Diffondiamo integralmente il comunicato stampa a firma di Francesco Volpicelli, a riguardo del progetto “Piedibus” deliberato nel comune di Orta Nova ma mai partito effettivamente. Seguono nel dettaglio gli importi stanziati e le finalità.

AVETE MAI FATTO CASO A QUEI “PIEDINI” BLU?
Si avvicina la riapertura delle scuole e in questa occasione mi sembra opportuno raccontarvi la fantastica storia del progetto PIEDIBUS del Comune di Orta Nova, progetto utile alla collettività ma mai partito. Il progetto avrebbe previsto una sorta di percorso di accompagnamento a piedi delle scolaresche presso gli edifici scolastici, con un concetto anche rispettoso dell’ambiente ed ecosostenibile.



Il 12 Novembre 2015 viene prodotta una determina per una impegnativa di acquisto di materiale per euro 1671,40, (registro generale nr. 777). Il 12 ottobre 2016, dopo un anno dalla decisione di spesa prima citata, si concorda con l’associazione Antares la somma di 1300,00 con determina al registro generale nr 720 del 12 ottobre 2016 (l’associazione viene presentata come ente riconosciuto nei registri di protezione civile ma da un controllo effettuato così non risulta) per il progetto che durerà per l’anno scolastico 2016-2017. A tal punto l’A.C. riceve da una azienda locale una proposta per la segnaletica pari a euro 5328,36. L’amministrazione accetta e quindi si parte con la segnaletica orizzontale e verticale.

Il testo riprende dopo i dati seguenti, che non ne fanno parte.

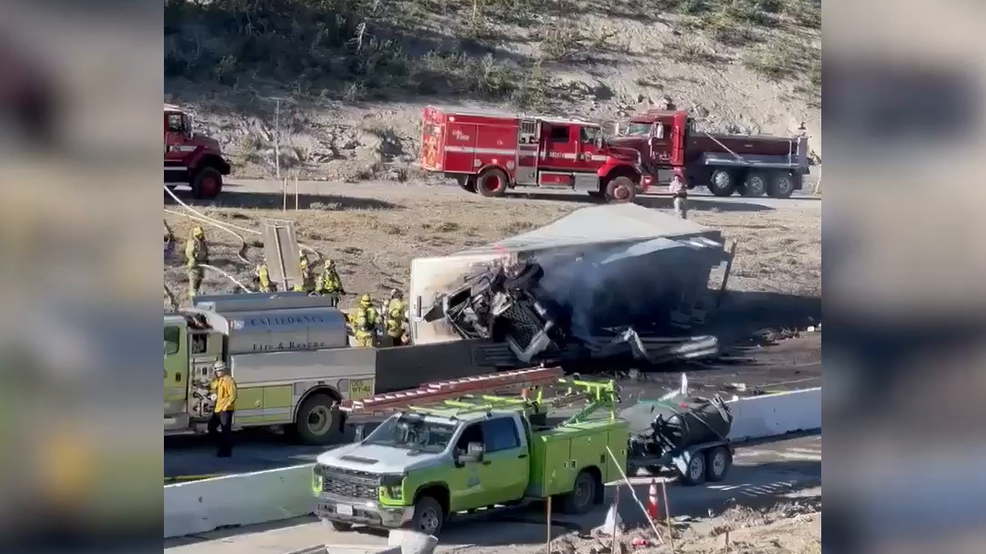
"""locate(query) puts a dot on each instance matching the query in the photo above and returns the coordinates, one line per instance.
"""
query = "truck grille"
(349, 483)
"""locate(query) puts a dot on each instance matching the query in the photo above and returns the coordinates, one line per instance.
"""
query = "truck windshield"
(636, 130)
(412, 432)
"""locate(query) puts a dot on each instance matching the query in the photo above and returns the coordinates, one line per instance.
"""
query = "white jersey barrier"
(278, 494)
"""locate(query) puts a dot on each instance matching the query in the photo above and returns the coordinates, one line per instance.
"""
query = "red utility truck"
(191, 158)
(753, 165)
(488, 153)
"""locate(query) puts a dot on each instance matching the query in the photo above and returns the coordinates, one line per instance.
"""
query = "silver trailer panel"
(328, 366)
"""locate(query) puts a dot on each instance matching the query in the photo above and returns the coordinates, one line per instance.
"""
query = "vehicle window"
(172, 340)
(473, 433)
(559, 134)
(589, 135)
(199, 344)
(637, 130)
(412, 432)
(501, 434)
(175, 123)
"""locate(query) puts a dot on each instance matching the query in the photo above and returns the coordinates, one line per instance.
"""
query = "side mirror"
(474, 453)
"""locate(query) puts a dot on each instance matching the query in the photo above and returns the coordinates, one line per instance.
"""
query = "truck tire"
(621, 190)
(317, 422)
(429, 517)
(492, 183)
(580, 499)
(467, 183)
(207, 183)
(755, 184)
(722, 182)
(782, 185)
(695, 473)
(718, 460)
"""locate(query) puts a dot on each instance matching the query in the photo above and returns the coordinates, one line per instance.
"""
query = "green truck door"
(506, 464)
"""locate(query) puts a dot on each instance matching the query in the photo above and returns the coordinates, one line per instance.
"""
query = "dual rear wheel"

Il tutto doveva essere già programmato e messo in pratica a progetto avviato. Ma dopo tutte queste belle proposte, la segnaletica messa in opera e i materiali acquistati il progetto non è partito, né nell’anno scolastico 2016-2017 né tanto meno nei successivi.

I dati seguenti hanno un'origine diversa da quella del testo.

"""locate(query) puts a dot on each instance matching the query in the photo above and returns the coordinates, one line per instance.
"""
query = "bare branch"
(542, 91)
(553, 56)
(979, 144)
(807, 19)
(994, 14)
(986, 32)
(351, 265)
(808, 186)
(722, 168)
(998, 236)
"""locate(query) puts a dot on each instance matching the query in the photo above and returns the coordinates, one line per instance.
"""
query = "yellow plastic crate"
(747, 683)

A questo punto, dopo aver deliberato 8300,36 euro totali senza che la comunità abbia beneficiato di questo utile servizio, si conferma l’attitudine dell’amministrazione Tarantino, con la straordinaria dote di Re Mida al contrario. Trasforma l’oro in antimonio, facendo perdere valore ad ogni buona azione. A futura memoria oggi restano solo delle orme sbiadite segnate sui marciapiedi.